RaulGracia opened a new issue #2497:
URL: https://github.com/apache/bookkeeper/issues/2497


   **BUG REPORT**
   
   ***Describe the bug***
   
   We have been consistently observing (last months) that, under high load 
situations, Bookies (v4.9.2) may permanently crash. At first glance, the main 
reason for the problem seems that at some point, messages from Bookkeeper 
client (v4.9.2) could be malformed/corrupted, leading the Bookie to crash due 
to unknown op codes (`IllegalStateException`) and Netty frames being too long 
(`TooLongFrameException`).
   
   ***To Reproduce***
   
   Whenever we sustain a load close to the max Bookie capacity for a sufficient 
amount of time, we often find this problem. We have seen it in different 
environments and with diverse types of drives.
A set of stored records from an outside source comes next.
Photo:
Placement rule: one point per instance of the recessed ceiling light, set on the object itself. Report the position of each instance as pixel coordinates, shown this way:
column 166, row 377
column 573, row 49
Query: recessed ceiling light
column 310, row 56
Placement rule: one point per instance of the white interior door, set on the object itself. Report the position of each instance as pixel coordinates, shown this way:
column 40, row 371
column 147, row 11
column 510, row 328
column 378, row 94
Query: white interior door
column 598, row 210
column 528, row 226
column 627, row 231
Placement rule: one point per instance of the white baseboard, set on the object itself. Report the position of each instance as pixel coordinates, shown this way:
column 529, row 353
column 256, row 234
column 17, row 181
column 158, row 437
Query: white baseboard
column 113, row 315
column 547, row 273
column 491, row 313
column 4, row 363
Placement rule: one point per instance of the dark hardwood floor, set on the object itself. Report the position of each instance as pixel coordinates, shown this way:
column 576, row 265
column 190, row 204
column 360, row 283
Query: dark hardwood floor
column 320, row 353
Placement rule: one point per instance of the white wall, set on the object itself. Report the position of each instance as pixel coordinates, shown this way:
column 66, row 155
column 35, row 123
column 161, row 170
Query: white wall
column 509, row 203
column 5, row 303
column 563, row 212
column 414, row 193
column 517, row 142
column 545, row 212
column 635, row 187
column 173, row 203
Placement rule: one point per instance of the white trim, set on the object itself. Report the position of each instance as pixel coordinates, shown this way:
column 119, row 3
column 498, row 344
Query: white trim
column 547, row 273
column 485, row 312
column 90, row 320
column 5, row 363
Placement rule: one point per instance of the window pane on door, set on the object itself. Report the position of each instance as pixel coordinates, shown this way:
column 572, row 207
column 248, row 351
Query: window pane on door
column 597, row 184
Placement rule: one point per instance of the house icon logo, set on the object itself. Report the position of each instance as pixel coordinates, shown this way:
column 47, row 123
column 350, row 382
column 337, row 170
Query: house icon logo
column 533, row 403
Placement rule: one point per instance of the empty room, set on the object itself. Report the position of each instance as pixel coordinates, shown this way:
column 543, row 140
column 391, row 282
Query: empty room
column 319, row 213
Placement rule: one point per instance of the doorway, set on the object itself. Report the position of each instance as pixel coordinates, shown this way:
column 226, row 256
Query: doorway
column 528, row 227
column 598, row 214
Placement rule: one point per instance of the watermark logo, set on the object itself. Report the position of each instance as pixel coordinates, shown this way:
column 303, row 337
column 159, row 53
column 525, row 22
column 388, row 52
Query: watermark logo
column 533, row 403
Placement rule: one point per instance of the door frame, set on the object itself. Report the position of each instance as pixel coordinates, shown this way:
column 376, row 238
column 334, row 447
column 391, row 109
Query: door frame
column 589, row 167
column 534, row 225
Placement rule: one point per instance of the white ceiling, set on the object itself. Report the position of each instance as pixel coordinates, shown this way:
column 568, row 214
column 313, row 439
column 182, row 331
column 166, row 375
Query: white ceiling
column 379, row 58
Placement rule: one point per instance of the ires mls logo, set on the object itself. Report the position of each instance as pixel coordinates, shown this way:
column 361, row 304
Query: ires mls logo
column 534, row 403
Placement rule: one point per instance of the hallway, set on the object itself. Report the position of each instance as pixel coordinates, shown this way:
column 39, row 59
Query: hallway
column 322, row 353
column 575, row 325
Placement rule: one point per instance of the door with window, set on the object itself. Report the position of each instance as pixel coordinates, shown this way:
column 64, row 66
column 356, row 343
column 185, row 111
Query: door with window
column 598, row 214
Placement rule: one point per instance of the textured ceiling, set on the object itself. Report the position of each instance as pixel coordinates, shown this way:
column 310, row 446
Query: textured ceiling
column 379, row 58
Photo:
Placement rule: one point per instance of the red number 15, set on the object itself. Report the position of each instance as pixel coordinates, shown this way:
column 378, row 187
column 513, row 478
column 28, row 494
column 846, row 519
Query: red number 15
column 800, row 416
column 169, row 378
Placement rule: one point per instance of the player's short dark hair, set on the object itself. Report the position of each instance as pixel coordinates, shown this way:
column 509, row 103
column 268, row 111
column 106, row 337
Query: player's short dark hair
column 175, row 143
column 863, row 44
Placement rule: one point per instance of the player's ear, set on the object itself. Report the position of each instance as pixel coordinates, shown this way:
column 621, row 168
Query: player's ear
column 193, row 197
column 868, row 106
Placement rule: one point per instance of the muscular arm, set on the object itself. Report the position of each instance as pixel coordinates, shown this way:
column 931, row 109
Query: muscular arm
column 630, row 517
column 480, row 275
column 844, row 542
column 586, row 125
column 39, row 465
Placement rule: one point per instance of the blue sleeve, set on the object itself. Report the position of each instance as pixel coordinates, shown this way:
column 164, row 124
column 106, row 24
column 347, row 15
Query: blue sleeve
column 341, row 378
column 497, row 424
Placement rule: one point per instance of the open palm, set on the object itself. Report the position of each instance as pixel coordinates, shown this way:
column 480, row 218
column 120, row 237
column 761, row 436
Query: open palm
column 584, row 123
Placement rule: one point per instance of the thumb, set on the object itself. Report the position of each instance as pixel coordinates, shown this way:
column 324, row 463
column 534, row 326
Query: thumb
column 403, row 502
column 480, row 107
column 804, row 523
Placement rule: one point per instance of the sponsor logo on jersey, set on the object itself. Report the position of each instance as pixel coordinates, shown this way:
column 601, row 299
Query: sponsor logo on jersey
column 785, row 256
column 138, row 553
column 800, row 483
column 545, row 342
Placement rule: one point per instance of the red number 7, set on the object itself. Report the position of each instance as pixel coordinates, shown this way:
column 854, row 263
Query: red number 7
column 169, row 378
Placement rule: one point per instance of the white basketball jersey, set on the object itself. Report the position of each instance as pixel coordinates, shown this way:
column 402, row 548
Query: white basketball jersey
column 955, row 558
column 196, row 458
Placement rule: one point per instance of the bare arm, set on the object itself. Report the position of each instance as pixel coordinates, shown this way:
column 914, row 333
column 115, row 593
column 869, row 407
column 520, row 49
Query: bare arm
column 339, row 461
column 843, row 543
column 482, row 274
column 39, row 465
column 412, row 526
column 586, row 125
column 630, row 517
Note that the problems is not 
deterministic, so it may take some time (minutes?) to appear (e.g., depends if 
the Bookie is also busy with other tasks, like garbage collection), but 
eventually it appears.
   
   ***Expected behavior***
   
   We expect 3 main behaviors from Bookkeeper:
   - If the problem is related to some kind of data malformation/corruption, 
then it needs to be fixed.
   - A back-pressure mechanism to prevent crashes and adjust the client's write 
throughput to what the server can absorb.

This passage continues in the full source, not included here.